Originally airing in 2012, Girls und Panzer is a love letter to tank nerds which masquerades as a Moe high school anime. In the world of Girls und Panzer, girls only schools around the world compete in the noble art of sensha-dō” (戦車道, lit. “the way of the tank”), or “Tankery” in the English dub. Part mock battle, part martial art, it serves as the main reason in the show for having a wide variety of WWII (generally) era tanks engaging in non-lethal battles.
The show centers around Miho Nishizumi, a new transfer student who joins Ōarai Girls High School to get away from tankery. However, when the only way to keep her new school from being shutdown is for them to reconstitute a tankery program and win an international tournament, Miho takes command of the motley quintet of tanks that the students are able to scrounge up.
Let’s get this out of the way really quickly: the background world of Girls und Panzer makes no sense whatsoever. There’s all this military hardware (tanks, cargo transports, and aircraft carriers) but no particular reason for why it was developed in the first place.

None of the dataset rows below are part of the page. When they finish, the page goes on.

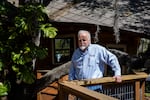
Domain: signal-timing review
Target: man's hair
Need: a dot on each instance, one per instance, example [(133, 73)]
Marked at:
[(84, 31)]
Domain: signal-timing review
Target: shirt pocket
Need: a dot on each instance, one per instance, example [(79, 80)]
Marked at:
[(78, 63), (91, 61)]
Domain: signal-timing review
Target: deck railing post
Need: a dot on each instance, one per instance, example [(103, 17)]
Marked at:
[(137, 90)]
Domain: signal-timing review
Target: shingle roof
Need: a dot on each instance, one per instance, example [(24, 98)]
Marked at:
[(133, 15)]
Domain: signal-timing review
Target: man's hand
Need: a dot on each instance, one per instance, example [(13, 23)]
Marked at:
[(117, 79)]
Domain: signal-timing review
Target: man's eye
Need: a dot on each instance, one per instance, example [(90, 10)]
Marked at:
[(82, 40)]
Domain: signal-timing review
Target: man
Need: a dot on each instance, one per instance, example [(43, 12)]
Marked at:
[(88, 61)]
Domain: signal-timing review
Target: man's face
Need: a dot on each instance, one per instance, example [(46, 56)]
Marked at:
[(83, 41)]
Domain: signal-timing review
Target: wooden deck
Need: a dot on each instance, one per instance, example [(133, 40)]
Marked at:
[(77, 89)]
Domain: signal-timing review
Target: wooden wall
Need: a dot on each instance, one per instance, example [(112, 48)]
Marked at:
[(128, 40)]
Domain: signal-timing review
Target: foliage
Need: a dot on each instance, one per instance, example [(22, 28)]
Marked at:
[(18, 27)]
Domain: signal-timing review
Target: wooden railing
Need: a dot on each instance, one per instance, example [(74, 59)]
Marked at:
[(132, 87)]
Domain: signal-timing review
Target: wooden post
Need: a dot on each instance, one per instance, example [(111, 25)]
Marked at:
[(137, 90), (143, 89)]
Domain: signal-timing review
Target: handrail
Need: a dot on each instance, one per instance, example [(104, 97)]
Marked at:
[(138, 75), (76, 88)]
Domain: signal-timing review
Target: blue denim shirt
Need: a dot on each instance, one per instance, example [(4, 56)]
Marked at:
[(90, 64)]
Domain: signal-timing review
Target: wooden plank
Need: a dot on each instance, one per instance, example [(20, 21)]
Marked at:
[(137, 90), (143, 89), (81, 92), (108, 79)]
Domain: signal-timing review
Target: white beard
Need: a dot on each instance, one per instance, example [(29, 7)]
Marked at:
[(82, 48)]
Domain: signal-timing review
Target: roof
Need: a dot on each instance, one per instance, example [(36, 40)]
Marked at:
[(132, 15)]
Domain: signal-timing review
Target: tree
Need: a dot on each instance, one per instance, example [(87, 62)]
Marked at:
[(19, 29)]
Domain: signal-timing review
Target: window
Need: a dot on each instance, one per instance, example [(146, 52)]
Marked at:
[(63, 49)]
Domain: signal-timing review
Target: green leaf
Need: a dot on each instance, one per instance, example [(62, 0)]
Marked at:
[(48, 30), (3, 89)]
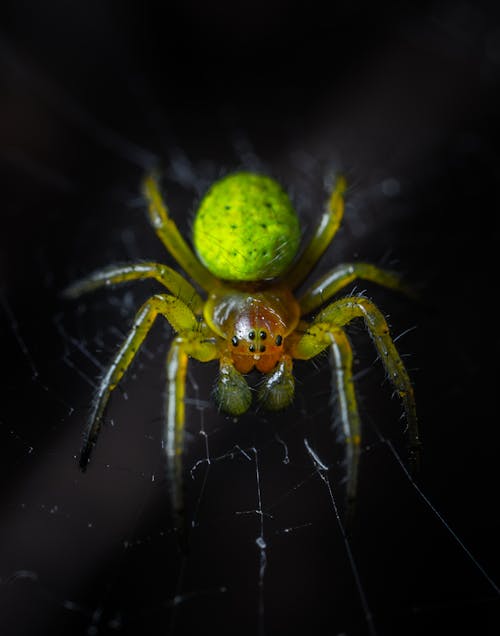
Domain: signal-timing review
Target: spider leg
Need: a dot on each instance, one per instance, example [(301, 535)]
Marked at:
[(178, 315), (277, 389), (342, 312), (343, 274), (170, 236), (231, 393), (341, 359), (114, 274), (185, 345), (326, 230)]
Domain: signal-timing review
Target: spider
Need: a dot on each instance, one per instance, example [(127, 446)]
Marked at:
[(246, 235)]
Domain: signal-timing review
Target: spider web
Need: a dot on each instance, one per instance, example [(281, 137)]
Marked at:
[(270, 552)]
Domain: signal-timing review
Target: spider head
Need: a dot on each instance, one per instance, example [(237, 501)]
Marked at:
[(257, 339)]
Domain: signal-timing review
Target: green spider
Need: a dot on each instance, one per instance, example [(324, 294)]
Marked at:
[(246, 235)]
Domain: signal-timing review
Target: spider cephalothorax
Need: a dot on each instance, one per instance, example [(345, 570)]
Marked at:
[(246, 235)]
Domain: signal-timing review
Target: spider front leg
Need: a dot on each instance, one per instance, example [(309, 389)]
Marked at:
[(309, 346), (341, 312), (115, 274), (178, 315), (187, 344), (341, 275)]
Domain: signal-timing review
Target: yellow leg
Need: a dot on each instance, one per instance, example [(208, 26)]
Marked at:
[(343, 311), (185, 345), (171, 238), (179, 316), (341, 351), (326, 230), (336, 279), (115, 274)]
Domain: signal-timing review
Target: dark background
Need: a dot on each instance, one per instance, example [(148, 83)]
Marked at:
[(405, 103)]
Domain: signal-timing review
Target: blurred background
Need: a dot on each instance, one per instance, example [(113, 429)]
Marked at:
[(405, 103)]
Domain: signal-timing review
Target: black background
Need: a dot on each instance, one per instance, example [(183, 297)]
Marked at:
[(92, 94)]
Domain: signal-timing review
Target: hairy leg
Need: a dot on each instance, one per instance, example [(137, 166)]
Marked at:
[(277, 388), (114, 274), (179, 316), (340, 313), (326, 230), (336, 279), (170, 236), (231, 393), (341, 358), (185, 345)]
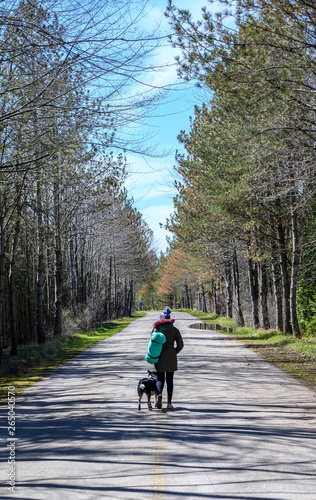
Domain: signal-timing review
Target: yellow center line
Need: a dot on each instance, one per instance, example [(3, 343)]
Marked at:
[(158, 478)]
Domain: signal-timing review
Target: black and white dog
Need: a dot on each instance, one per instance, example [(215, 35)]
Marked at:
[(147, 386)]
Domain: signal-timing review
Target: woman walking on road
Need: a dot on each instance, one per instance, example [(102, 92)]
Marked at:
[(167, 363)]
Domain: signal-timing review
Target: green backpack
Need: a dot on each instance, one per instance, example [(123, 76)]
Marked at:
[(155, 347)]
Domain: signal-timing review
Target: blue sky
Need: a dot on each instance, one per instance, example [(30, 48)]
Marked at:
[(151, 179)]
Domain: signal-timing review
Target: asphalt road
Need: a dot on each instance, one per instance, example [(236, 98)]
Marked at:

The girls of Ōarai Girls High School appear to live on a ShōKaku-Class Aircraft Carrier which has been converted to become a floating city. The American school appears to live on a Nimitz-Class supercarrier. Just file the background under Rule of Cool and leave it at that. We don’t need a massively detailed backstory to enjoy watching Shermans and Panzers fight each other, do we?
The tank battles are the entire point of the show, after all. Ōarai Girls High School manages to initially field five tanks: a Panzer 38(t), Type 89 I-Go, StuG. III Ausf.F, M3 Lee, and a Panzer IV.Later on, they add a Char B1 bis, Porche Tiger, and Type-3 Chi-Nu. Against them are arrayed a series of other schools, each of which has some sort of theme: the English school uses only English tanks, the Americans mainly drive M4 Sherman variants, the Russians are mostly in T-34s, etc.
Every single tank that appears in this show has some basis in reality, even if only as a speculative prototype. This show is the reason that my YouTube recommendations are now full of Chieftan’s Hatch episodes, and a major factor in me finally jumping onto the War Thunder bandwagon. Take away the tanks and it’s a pretty standard story of “Eclectic group of high-schoolers save their school and learn lessons about friendship and cooperation along the way.” But that’s the point, it’s got tanks. Lots, and lots of lovingly researched, carefully rendered tanks. And that, quite honestly, is more than enough to make it worth watching. At the very least, it’s no sillier than Iron Eagle!